Proc Natl Acad Sci U S A
We developed computational method to predict genes involved in stem cell development, named Mining Developmentally Regulated Genes (MiDReG). Many of the relationships in biology are not symmetric, but asymmetric. For example, trees bearing fruit almost certainly have leaves, but trees outside of the fruiting season may or may not have leaves, depending on the time of year. MiDReG bases its predictions on asymmetric relationships of gene expression, mined from large publicly available biological data. When scientists give two genes known to be involved in the stem cell development, then MiDReG predicts new genes involved in the same developmental pathway based on asymmetric relationship among those genes.

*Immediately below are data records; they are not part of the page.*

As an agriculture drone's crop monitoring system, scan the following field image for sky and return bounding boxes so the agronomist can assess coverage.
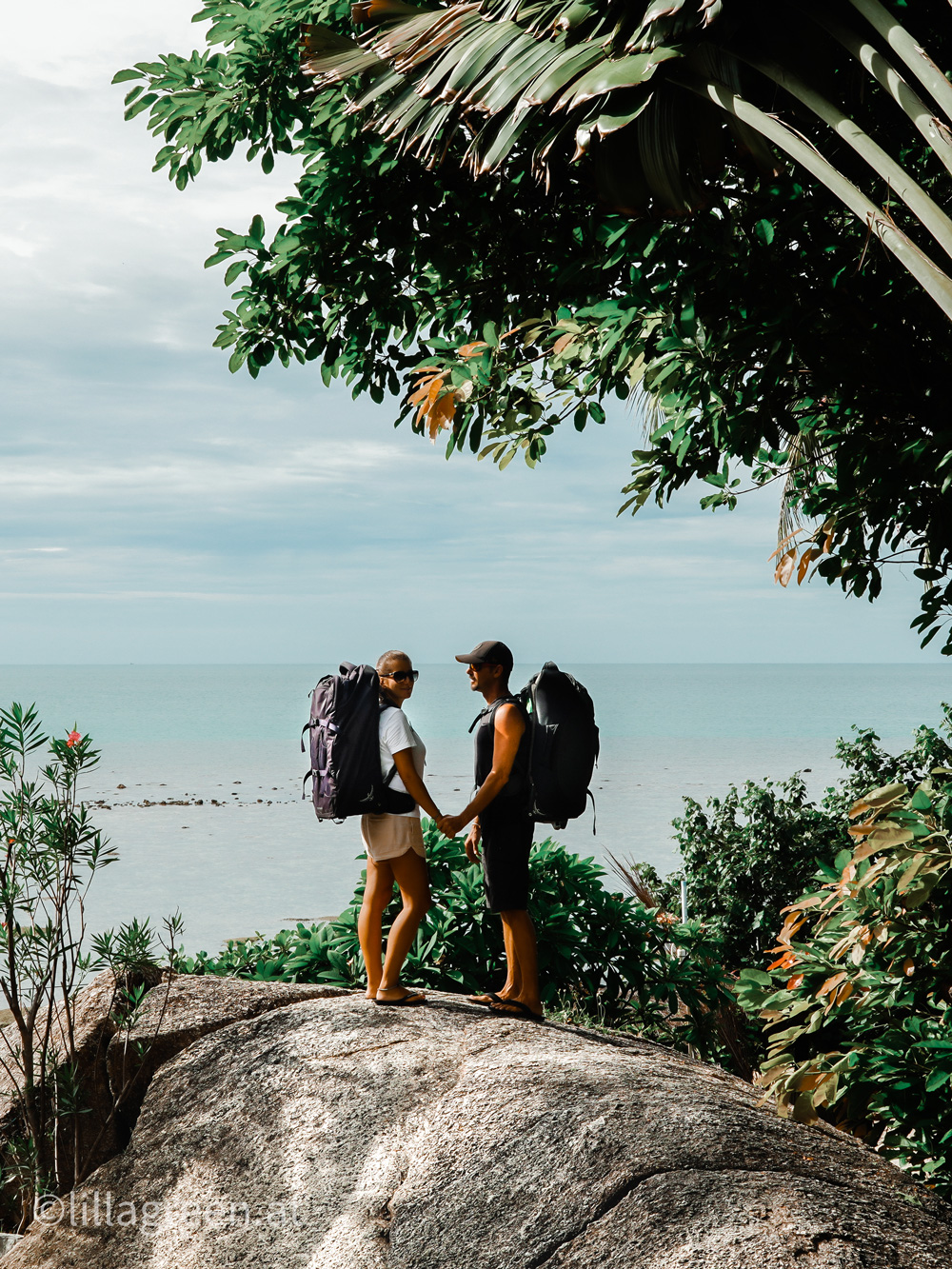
[0,0,938,664]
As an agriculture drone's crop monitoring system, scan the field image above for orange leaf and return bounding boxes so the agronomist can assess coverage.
[407,374,443,405]
[773,547,797,586]
[797,547,823,586]
[429,392,456,441]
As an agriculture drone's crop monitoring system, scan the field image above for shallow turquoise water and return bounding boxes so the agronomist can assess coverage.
[0,664,952,949]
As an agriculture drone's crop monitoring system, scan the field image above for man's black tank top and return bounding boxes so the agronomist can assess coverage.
[469,697,530,816]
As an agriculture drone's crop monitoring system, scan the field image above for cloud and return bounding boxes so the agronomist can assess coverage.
[0,0,937,661]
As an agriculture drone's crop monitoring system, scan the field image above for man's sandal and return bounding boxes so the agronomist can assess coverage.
[373,991,426,1006]
[488,1000,545,1022]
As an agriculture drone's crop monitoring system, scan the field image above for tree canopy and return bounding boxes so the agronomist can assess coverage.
[115,0,952,652]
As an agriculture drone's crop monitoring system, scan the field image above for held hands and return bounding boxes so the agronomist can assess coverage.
[437,815,465,839]
[465,823,480,864]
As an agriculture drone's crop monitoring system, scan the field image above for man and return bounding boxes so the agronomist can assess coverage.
[439,640,544,1019]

We present a method termed mining developmentally regulated genes (MiDReG) to predict genes whose expression is either activated or repressed as precursor cells differentiate. MiDReG does not require gene expression data from intermediate stages of development. MiDReG is based on the gene expression patterns between the initial and terminal stages of the differentiation pathway, coupled with "if-then" rules (Boolean implications) mined from large-scale microarray databases. MiDReG uses two gene expression-based seed conditions that mark the initial and the terminal stages of a given differentiation pathway and combines the statistically inferred Boolean implications from these seed conditions to identify the relevant genes. The method was validated by applying it to B-cell development. The algorithm predicted 62 genes that are expressed after the KIT+ progenitor cell stage and remain expressed through CD19+ and AICDA+ germinal center B cells. qRT-PCR of 14 of these genes on sorted B-cell progenitors confirmed that the expression of 10 genes is indeed stably established during B-cell differentiation. Review of the published literature of knockout mice revealed that of the predicted genes, 63.4% have defects in B-cell differentiation and function and 22% have a role in the B cell according to other experiments, and the remaining 14.6% are not characterized. Therefore, our method identified novel gene candidates for future examination of their role in B-cell development. These data demonstrate the power of MiDReG in predicting functionally important intermediate genes in a given developmental pathway that is defined by a mutually exclusive gene expression pattern.